We must abandon the commonsense notion that the monsters we meet within ourselves are enemies to be destroyed. Instead, we must cultivate the hope that they can become companions to be embraced, guides to be followed, albeit with caution and respect. for only our monsters know the way down to that inner place of unity and wholeness; only these creatures of the night know how to travel where there is no light. (31)

I had to read the chapter two or three times – at different times – because as soon as I read, “ride these monsters,” it was as if my mind jumped in the saddle and took off. I absolutely love the image; I also wish I knew how to draw so you could see what’s in my head. The best I can do is tell you to go find your copy of Where the Wild Things Are.

The one that grabbed me first was big and furry like a bear — a cartoon bear; he was really fluffy with punk-rock-purple highlights to his hair and a big belly. I said saddle before, but it wasn’t that. He had a pouch on his belly (he stood on his back legs) – a turquoise pouch. Once he stuffed me in, I was just tall enough to see over the top if I stood on tiptoes. When he leapt into the darkness, he landed on some sort of stepping stone I could not see but he could find and we bounced down, down, down. Just before it got pitch black, I saw him put on his sunglasses.

I don’t know what it means; I’m just saying where the words took me.

Riding the monsters. Might as well. They’re the ones who know their way around in the dark. When we dive into the deep, deep end, Palmer says, “we draw close to the source that empowers all else, and in that power there is not only grace but danger, not only healing but wounding, not only life but death” (30)

I’m accustomed to people listing those in reverse order when they speak of redemption: danger THEN grace, wounding THEN healing, death THEN life, but the monsters know differently.

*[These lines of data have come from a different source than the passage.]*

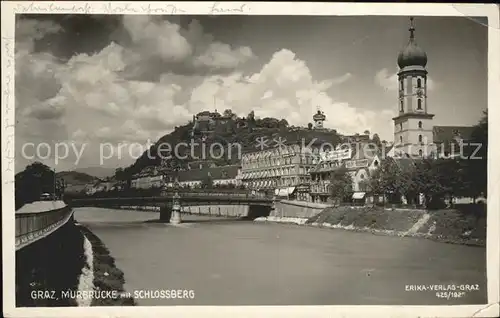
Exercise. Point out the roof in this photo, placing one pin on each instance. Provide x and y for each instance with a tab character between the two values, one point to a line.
448	135
75	188
217	173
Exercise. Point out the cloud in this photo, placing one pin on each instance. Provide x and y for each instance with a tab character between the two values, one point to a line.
342	79
389	81
105	97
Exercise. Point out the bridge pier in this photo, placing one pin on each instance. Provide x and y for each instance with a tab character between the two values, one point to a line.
176	210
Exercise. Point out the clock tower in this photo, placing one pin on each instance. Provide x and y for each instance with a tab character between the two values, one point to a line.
413	124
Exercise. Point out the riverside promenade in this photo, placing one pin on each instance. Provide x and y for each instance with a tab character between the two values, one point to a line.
232	262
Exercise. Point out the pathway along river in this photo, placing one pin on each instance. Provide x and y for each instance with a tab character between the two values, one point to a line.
232	262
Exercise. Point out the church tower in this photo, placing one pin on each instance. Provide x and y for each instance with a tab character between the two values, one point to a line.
413	124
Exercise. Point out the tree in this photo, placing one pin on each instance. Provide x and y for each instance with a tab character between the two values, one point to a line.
207	182
283	123
340	185
477	167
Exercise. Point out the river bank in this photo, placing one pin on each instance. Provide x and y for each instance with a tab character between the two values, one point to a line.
49	267
466	227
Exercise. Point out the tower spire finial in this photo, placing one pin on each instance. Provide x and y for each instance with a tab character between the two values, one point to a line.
412	29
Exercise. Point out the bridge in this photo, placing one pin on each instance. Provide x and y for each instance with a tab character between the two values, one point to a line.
172	204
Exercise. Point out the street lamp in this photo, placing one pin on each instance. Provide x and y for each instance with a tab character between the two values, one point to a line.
176	204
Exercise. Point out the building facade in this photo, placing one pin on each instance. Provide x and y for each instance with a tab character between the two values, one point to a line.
359	160
281	168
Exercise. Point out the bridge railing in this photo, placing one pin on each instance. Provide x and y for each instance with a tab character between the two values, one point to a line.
31	227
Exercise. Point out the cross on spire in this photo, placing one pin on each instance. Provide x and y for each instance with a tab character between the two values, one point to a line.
412	29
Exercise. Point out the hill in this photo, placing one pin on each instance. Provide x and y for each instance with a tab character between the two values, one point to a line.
74	177
99	172
229	138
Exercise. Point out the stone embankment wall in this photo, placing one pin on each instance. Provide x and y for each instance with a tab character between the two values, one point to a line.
230	211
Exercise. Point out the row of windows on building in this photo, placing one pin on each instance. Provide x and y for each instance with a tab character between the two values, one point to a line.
419	105
277	172
420	139
277	182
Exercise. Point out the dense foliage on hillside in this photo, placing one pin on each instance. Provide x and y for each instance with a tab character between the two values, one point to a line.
74	177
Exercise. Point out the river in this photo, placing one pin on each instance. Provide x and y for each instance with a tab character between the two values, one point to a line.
232	262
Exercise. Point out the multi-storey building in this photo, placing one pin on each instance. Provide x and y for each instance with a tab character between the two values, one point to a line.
219	176
414	132
359	159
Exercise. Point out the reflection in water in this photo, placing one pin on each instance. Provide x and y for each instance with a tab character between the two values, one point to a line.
231	262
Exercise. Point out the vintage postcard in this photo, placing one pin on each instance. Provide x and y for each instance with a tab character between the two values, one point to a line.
250	159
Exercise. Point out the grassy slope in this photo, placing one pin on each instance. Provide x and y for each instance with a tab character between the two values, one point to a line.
464	226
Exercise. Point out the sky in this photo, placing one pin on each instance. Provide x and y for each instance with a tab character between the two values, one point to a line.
98	81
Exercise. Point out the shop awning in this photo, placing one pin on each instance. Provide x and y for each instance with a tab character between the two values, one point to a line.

The angel came to Mary and said, “Hail, O Blessed One, the Lord is with you,” and told her she would bear a child who would be the Savior of the World. After that blessing, she watched her son grow to the point that she no longer understood him, and then watched him be crucified.

Grace THEN danger, healing THEN wounding, life THEN death.

A couple of years ago, our Vacation Bible School theme was SCUBA (sorry, I forget what the acronym meant), so we played up the skin diving idea. I’m the song leader at VBS each summer. That year I was the monster offering the ride, complete with snorkel mask and flippers, and we sang, “I’m going deeper with God . . ..”

Interesting choice of words.

Going deeper means finding more meaning AND sinking too far. The language of mystery and depression are similar not by accident, if Dillard and Palmer are right. And they are right. As long as I saw my depression as something to be fought, as if I were the knight who had been picked to go slay the dragon, I couldn’t find a way out. I could only picture myself like the headless carcasses of the men in the Great Hall in Beowulf, after the dragon had feasted on them despite their best efforts to protect themselves. I couldn’t fight the monster.

But to ride the monster — to come to terms with the depression being part of me, rather than an unbeatable foe and let it take me down, to submerge me until I could learn how to breathe and see and hear in the dark — offers a ray of hope. At the deepest, darkest places I find I do bump into both grace and danger, healing and wounding, life and death, not as polarities, but as creative tensions that offer me the chance to grow and learn and thrive: to begin to feel whole.

All of a sudden, my monster is joined by a heavenly host of sorts (I guess), telling me I’ve heard this song before: Labyrinth and Monsters, Inc., Bruno Bettelheim, Harry Potter, C. S. Lewis, Tolkien, and Shel Silverstein. My list is by no means exhaustive. But I need them to take me out for a ride regularly so I don’t forget, as Annie Dillard also says, if I want to see the stars I have to go sit in the dark.